Nor would the existence of deeds of trust on this property prevent Cohen from being ready, willing, and able. It is well established that the existence of encumbrances will not excuse a purchaser from buying, if the purchase price is sufficient to pay off these obligations.[6] As Harrington was to pay all cash under his contract, there would have been more than sufficient money to pay off the deeds of trust. The fact that Cohen did not actually remove them for several months is of no importance, as a vendor is not required to endanger himself by removing the encumbrances and then risk a default by his purchaser.[7]

As a result of Harrington's statement that he could not perform his contract, the appellees were relieved of the formality of tendering a deed before declaring the forfeiture. Harrington by his statement waived such tender,[8] as he showed that he would not accept the deed, and the law does not require the doing of a useless act.

As a valid forfeiture was declared on November 1, the attempted rescission by Harrington's attorney five days later was of no effect. Nor was there any ground upon which a rescission could be based, since the vendor was always ready, willing, and able to convey.

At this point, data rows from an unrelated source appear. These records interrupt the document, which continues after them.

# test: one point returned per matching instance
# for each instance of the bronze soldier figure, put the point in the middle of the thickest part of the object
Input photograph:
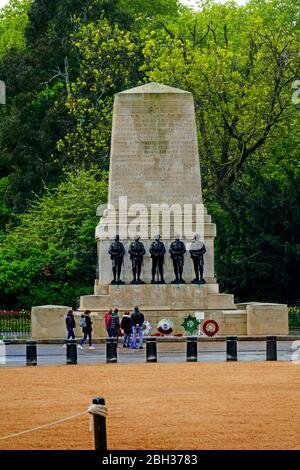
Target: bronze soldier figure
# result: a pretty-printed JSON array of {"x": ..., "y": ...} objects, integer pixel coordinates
[
  {"x": 197, "y": 251},
  {"x": 117, "y": 252},
  {"x": 157, "y": 251},
  {"x": 177, "y": 251},
  {"x": 136, "y": 251}
]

Appellants contend that the appellees showed they still regarded the contract as being in effect when they made a settlement appointment for November 22, and therefore there could have been no forfeiture on November 1. As we have shown above, the parties agreed to a forfeiture by their actions on October 30 and November 1. The deposit was forfeited as of the latter date. The act of setting a second date for settlement merely gave Harrington another opportunity to go through with the sale. Appellants would have us penalize the appellees for giving them such opportunity. This we will not do. Even if the argument of no forfeiture on November 1 were accepted, his failure to settle on November 22 would be ground for forfeiture of the deposit, as Harrington's attempted rescission was of no effect and he would have been obligated to purchase the house on November 22.

Affirmed.

NOTES

[1] Keith v. Berry, D.C.Mun.App., 64 A.2d 300.

[2] Sabghir v. Ginsburg, D.C.Mun.App., 51 A.2d 308; 59 A.L.R. 194.

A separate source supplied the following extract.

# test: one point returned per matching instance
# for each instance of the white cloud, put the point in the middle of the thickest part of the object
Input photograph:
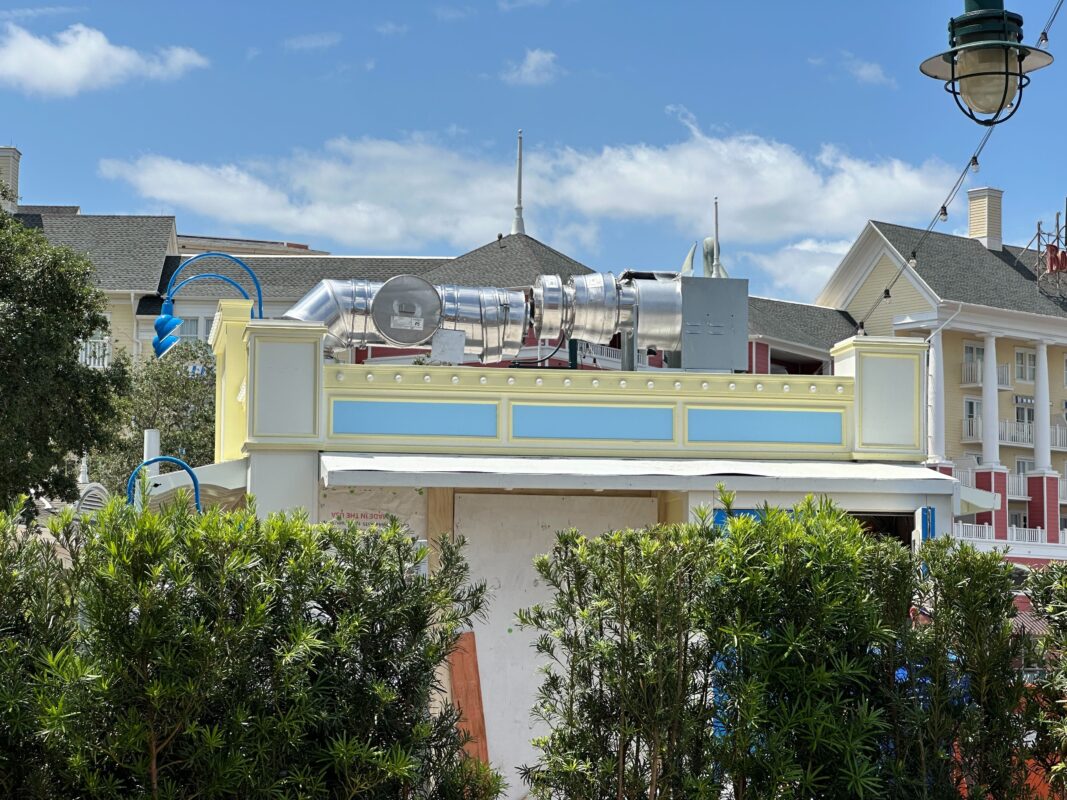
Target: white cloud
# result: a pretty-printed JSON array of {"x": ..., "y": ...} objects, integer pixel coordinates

[3] Bruffy v. Baker, 69 App.D.C. 266, 100 F.2d 439; Brown v. Lee, 5 Cir., 192 F. 817; Hazleton v. LeDuc, 10 App.D.C. 379; Decatur Corporation v. Friedman, D.C., 39 F. Supp. 692, affirmed, Friedman v. Decatur Corporation, 77 U.S.App.D.C. 326, 135 F.2d 812.

[4] 3 Williston, Contracts (Rev.Ed.) § 878; Restatement, Contracts, § 283.

[5] Decatur Corporation v. Friedman, supra.

[6] Bruffy v. Baker, supra; 55 Am.Jur., Vendor and Purchaser, § 227.

[7] Maryland Const. Co. of Baltimore City v. Kuper, 90 Md. 529, 45 A. 197.

[8] Citizens' Nat. Bank of Roswell, N. M. v. Davisson, 229 U.S. 212, 33 S. Ct. 625, 57 L. Ed. 1153; 55 Am.Jur., Vendor and Purchaser, § 325.